Finding Lane Lines on the Road

The goals / steps of this project are the following:

  • Make a pipeline that finds lane lines on the road
  • Reflect on your work in a written report

Reflection

1. Describe your pipeline. As part of the description, explain how you modified the draw_lines() function.

My pipeline consisted of 6 steps.

Step 1: I converted the images to grayscale. Step 2: I use Gaussian blur to smoothen the image and reduce noise. Step 3: I used Canny edge detection algorithm to find edges of objects. Step 4: I select area where most likely is the road to reduce false positives. Step 5: Here I detect lane lines and highlight them.

  • I use Hough Transformation on the found points to find formulas of lines. If enough lines corresponding to found points crosses in Hough space it means that they are one line.

  • I filter out the lines with too steep or too flat slope since they are false positives adding too much noise.

  • I split set of found lines according to their slope parameter.
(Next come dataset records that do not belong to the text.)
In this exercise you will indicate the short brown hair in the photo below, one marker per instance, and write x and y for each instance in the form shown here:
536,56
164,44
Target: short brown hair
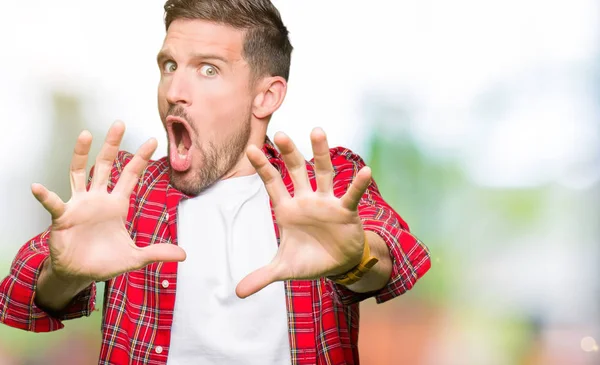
267,47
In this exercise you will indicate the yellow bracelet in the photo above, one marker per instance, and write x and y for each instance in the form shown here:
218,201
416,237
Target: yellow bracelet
356,273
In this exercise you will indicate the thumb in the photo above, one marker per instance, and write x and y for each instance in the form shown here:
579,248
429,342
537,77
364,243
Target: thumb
161,252
256,281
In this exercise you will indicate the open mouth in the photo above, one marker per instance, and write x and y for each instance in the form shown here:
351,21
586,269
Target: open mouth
180,143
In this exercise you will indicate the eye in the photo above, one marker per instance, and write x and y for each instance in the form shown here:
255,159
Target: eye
169,66
208,71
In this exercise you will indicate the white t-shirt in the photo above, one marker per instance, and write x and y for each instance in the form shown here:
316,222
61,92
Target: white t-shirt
227,232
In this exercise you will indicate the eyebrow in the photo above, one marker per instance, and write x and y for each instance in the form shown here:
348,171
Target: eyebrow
165,55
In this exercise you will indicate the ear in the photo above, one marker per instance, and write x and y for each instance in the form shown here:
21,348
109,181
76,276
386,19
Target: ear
271,92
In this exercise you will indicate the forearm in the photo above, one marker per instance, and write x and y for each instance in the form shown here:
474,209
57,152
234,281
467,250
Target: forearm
54,293
380,273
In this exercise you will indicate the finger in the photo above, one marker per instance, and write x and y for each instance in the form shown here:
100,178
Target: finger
107,156
294,161
51,202
160,252
79,162
131,173
323,166
357,189
269,175
255,282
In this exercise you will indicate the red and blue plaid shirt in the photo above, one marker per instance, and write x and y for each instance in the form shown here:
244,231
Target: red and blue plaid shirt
323,316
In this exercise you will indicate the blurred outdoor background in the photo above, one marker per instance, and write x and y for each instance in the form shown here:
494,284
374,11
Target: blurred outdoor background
480,119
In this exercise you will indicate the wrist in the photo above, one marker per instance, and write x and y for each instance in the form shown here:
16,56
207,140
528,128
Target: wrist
356,272
49,276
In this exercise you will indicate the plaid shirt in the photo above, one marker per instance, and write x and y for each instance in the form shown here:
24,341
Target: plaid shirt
323,316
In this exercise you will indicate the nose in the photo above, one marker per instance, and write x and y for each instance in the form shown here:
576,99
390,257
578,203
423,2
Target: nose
178,90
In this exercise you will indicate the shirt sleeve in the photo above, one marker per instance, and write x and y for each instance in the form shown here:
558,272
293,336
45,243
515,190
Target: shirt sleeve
17,290
410,257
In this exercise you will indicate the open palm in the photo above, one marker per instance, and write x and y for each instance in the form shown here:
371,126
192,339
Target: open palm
88,238
320,234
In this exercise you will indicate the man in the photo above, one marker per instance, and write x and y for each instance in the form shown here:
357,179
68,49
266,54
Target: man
228,250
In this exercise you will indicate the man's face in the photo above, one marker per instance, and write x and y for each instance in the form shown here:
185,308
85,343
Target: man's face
204,101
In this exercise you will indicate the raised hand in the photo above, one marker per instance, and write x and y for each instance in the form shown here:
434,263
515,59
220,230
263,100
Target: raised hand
88,239
321,234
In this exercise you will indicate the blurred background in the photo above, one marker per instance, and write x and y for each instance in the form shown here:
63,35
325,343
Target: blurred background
480,120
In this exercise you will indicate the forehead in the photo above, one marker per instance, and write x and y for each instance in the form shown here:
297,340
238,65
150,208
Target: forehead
185,37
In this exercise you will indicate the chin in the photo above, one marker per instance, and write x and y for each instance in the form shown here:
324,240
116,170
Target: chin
191,182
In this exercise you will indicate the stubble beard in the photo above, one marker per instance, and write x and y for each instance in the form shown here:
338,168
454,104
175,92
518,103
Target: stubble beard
215,160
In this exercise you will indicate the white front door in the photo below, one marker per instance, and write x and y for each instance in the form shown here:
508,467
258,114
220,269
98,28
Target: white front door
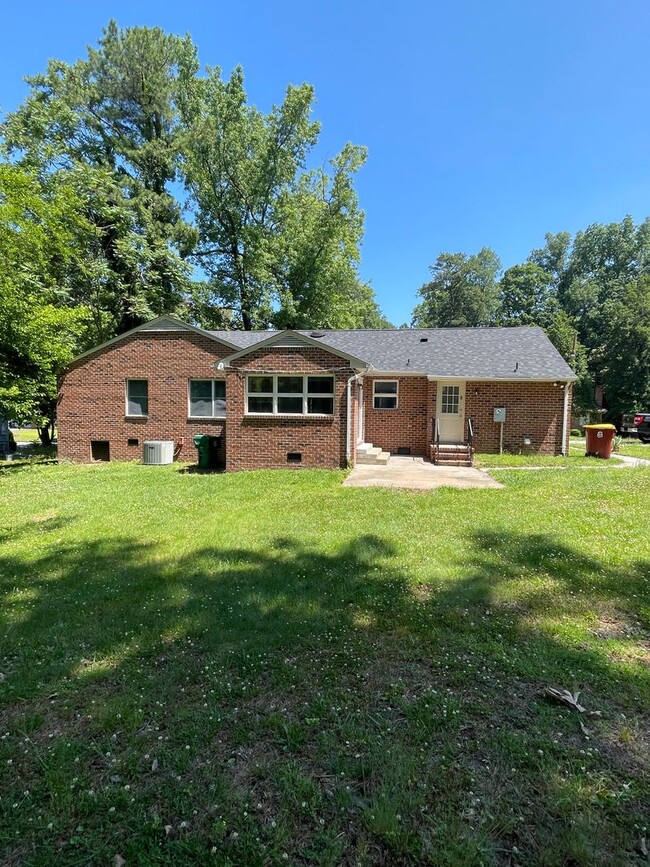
360,412
450,410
Those with positive alpha are part of left lane line and those with alpha negative are part of right lane.

  • In those groups I compute average slope and the intercept of found functions, giving me approximation of the lane line in current frame.

  • Since this approximation, due to shadows, flares etc., can be skewed I average the lane function (slope and intercept) with previous 50 lane functions using Weighted Moving average. I was inspired by Exponential Smoothening but here instead of smoothing the pixels on the image I smooth the functions. The result is more than satisfying.

  • Last in this step, by using found function definitions I paint lane highlights.

Step 6: Exponential Smoothening on painted lane highlights using last 10 frames to reduce flicker.

2. Identify potential shortcomings with your current pipeline

One potential shortcoming would be what would happen when the road is not in the centre of the video the code needs recalibrating.

The only drawback is that when I try to run the "challenge.mp4" video, the lane lines are not recognised correctly. There is a lot of flickering and wrong detection in between when the road is curved left or right. This means the current pipeline is not so good for curved roads.

Another shortcoming could be less sunny video, snow or rainy videos.

3. Suggest possible improvements to your pipeline

A possible improvement would be to deal with sun and shadows we need to use different color channel than RGB. Something like HLS or YCbCr.

Another potential improvement could be to some advanced methods like DNN.

Improvements in the Pipeline are needed so that the curved lane lines are also detected without any error.